Enabling these rules goes the same way as with IPv4 with the sole exception that ip6tables, iptables-restore and ip6tables-save must be called.

A pair of keys for ssh

ssh-keygengenerates the key pair (private key keyname and public key keyname.pub). The easiest but somewhat more dangerous way is to use passphrase-less keys. Keys may be hardened against brute force attacks by increasing the number of rounds (-a 128) and by making the keys longer (-t rsa -b 4096). Don’t forget to add a comment -C "comment" to the public key which makes it easier to be recognized:

ssh-keygen -a 128 -t rsa -b 4096 -C "comment" -f "keyname"

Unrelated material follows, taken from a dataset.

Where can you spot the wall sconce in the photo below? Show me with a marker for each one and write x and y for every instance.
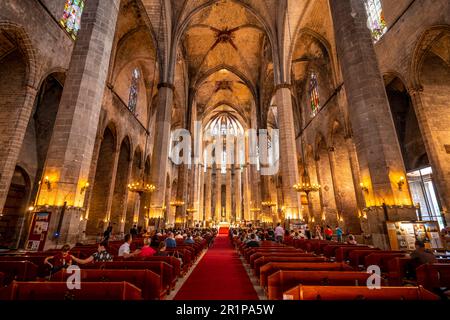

The private key is needed on any host used as a source for logging in. Any target system needs a .ssh subdirectory in the home of the user allowed to login remotely with rwx permissions for the owner (chmod 700). A file called authorized_keys is needed which holds the public keys of all remote hosts from where a login happens (rw permissions for owner (chmod 600) and make sure that the owner actually owns this file). The public key can be appended by using cator it can be copied from a remote machine using ssh-copy-id -i @. ssh-copy-id works with localhost in case the keys are generated on the target machine.